Up until now, you have been receiving an education based upon the experiences and discoveries of others. From now on, you are expected to use your knowledge and ability to produce results. You paid to learn; now you must produce to earn.
Up until graduation, the work that you did was regulated, programmed, and graded. In the future, it will also be regulated, programmed, and graded, but not in the same way. The regulations are a combination of policy, professional ethics, law, and unwritten law. Programming is usually informal, but in every company, tradition or experience governs the initial assignment for an engineer, and establishes what is expected in the way of performance. The grading consists of first impressions, constant appraisal, and your record of accomplishment.
Most engineers are highly motivated, or they would have picked a career which requires less rigorous preparation than a degree in engineering. You probably have some objective which you consider success - some level of responsibility, some salary, some contribution to mankind, country, profession, or employer. Whatever that objective, it is important for you to realize that you are in competition with all of your fellow engineers. Promotions are not likely just because people think that you are a nice person. Selecting people for advancement is like “choosing up sides” for a softball game. The manager making the selection wants to choose the winners.
Progress – even existence – as an engineer requires recognition of an acceptance of responsibilities to your employer, to society, to your profession, and to yourself and your family. Your employer is paying you to do the job and accomplish the results which they have a right to expect from an engineer. You have a responsibility to your employer to do that job as best you can. You have a responsibility to work with the organization, to communicate with the people, to do your full share of the work.
Your responsibilities to society are becoming more widely recognized, as we learn more about the conflict between technological development and the environment. Safety of employees, consumers, and of future generations must be considered, as well as cost and utility, in arriving at recommendations.
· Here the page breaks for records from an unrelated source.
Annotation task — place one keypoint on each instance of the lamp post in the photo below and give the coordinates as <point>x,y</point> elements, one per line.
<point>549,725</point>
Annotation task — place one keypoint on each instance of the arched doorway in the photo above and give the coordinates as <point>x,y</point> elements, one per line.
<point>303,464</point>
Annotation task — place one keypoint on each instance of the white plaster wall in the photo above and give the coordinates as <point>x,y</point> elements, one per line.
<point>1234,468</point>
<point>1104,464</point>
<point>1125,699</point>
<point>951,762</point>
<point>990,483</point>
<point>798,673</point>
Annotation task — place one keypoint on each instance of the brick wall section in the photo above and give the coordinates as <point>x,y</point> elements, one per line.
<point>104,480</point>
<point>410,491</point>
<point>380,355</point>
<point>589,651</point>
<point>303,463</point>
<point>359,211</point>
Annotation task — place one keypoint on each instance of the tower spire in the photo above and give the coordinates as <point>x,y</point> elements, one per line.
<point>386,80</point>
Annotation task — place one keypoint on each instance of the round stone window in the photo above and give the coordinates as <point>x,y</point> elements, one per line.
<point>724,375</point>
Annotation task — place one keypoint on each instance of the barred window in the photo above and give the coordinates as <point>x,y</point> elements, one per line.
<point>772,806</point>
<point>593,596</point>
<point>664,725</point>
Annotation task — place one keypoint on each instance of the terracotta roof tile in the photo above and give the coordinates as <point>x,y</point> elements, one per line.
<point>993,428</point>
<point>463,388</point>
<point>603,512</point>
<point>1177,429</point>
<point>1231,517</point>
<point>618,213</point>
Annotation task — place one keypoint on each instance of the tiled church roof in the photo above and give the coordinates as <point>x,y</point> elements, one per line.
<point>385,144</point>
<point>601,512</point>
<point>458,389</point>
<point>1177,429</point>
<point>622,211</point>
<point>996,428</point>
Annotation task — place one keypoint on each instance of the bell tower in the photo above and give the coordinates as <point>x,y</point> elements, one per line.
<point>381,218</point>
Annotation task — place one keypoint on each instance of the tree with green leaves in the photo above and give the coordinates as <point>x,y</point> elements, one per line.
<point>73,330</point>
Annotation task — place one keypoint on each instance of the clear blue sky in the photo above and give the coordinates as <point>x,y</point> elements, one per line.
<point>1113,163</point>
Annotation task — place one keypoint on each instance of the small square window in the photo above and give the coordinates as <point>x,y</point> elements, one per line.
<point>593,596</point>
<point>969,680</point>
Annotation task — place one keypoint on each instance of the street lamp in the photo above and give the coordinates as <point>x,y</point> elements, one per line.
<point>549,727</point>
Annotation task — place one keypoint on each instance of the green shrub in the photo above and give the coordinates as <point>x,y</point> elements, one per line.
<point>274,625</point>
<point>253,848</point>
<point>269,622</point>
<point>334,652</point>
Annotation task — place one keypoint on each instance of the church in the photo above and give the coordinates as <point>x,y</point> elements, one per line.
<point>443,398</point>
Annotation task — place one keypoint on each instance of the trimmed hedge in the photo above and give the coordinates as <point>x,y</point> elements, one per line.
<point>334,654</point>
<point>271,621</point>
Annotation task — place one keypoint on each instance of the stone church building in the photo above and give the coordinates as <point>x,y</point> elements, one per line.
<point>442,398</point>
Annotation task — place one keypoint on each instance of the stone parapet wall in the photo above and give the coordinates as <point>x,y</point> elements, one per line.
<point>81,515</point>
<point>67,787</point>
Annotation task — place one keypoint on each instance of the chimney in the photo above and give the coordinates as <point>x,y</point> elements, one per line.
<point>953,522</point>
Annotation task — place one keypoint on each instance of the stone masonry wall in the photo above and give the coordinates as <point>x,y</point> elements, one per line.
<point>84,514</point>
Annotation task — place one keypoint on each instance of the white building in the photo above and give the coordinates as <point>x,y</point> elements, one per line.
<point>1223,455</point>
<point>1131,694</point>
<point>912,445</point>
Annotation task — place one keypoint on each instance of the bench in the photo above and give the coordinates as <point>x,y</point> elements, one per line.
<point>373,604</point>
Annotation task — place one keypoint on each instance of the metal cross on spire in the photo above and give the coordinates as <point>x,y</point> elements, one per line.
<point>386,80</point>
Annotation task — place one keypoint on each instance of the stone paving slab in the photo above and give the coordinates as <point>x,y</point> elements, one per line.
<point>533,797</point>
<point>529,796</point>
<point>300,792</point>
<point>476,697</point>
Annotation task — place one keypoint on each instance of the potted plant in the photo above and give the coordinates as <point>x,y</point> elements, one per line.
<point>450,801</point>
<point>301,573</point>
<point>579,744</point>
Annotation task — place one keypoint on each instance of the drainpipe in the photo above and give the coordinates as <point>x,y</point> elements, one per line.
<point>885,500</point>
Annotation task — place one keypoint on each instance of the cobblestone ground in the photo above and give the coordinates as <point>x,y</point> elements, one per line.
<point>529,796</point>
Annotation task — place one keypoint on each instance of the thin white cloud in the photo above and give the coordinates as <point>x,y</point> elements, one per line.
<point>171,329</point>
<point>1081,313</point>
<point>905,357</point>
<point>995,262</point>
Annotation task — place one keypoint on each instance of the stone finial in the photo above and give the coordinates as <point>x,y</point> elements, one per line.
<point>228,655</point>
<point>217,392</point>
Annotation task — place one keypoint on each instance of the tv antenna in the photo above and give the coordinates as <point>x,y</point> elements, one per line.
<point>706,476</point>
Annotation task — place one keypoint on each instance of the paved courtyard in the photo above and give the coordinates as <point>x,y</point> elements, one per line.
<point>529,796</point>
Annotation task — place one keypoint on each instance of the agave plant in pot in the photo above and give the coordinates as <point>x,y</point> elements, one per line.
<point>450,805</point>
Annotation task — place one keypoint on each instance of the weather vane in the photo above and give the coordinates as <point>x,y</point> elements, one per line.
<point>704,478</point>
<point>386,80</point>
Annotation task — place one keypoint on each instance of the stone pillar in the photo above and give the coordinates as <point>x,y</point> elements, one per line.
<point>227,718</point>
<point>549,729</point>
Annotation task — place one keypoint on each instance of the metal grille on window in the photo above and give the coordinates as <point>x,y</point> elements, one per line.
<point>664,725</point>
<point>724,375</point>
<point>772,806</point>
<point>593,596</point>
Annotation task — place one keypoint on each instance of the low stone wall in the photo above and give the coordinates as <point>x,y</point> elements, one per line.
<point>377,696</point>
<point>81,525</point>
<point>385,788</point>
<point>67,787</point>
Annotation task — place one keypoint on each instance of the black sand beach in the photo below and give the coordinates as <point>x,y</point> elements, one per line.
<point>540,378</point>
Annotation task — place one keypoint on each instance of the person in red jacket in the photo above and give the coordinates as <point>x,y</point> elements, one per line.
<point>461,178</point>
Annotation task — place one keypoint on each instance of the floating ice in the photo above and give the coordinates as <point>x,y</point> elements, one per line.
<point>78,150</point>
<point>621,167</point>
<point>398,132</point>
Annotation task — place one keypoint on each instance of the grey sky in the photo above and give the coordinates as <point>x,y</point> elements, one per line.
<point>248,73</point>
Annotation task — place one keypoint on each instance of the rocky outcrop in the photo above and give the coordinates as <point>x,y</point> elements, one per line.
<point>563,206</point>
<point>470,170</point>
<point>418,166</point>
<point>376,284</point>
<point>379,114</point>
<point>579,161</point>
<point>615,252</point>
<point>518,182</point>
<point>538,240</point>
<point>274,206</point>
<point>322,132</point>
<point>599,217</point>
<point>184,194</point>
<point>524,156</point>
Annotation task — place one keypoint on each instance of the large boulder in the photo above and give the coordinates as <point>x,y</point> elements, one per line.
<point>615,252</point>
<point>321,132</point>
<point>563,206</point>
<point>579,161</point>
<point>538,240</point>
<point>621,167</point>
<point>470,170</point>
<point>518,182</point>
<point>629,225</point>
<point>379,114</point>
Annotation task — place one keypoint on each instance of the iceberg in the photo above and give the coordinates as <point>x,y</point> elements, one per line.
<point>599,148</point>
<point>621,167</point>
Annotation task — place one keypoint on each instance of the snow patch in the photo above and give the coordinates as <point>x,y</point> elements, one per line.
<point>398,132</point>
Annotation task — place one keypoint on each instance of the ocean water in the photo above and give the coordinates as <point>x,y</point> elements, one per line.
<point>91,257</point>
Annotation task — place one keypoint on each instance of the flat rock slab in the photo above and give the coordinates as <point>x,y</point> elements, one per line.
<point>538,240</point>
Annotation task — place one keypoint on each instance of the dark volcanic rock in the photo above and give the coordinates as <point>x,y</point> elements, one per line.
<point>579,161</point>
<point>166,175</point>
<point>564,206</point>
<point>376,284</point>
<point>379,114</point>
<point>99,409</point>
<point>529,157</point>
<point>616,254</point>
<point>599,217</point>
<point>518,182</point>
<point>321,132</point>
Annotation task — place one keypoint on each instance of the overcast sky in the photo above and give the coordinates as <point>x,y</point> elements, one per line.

You are a representative of the engineering profession. Your conduct and your performance, both on and off the job, reflect on engineers in general and upon your associates in particular. You have an obligation to try to make your profession better than it is – more enlightened, more concerned, more effective, more deserving of the respect of other people.
Above all, you have responsibilities to your family and to yourself. The needs of your family and concern for your own mental and physical health are as deserving of attention as the other responsibilities which demand your time.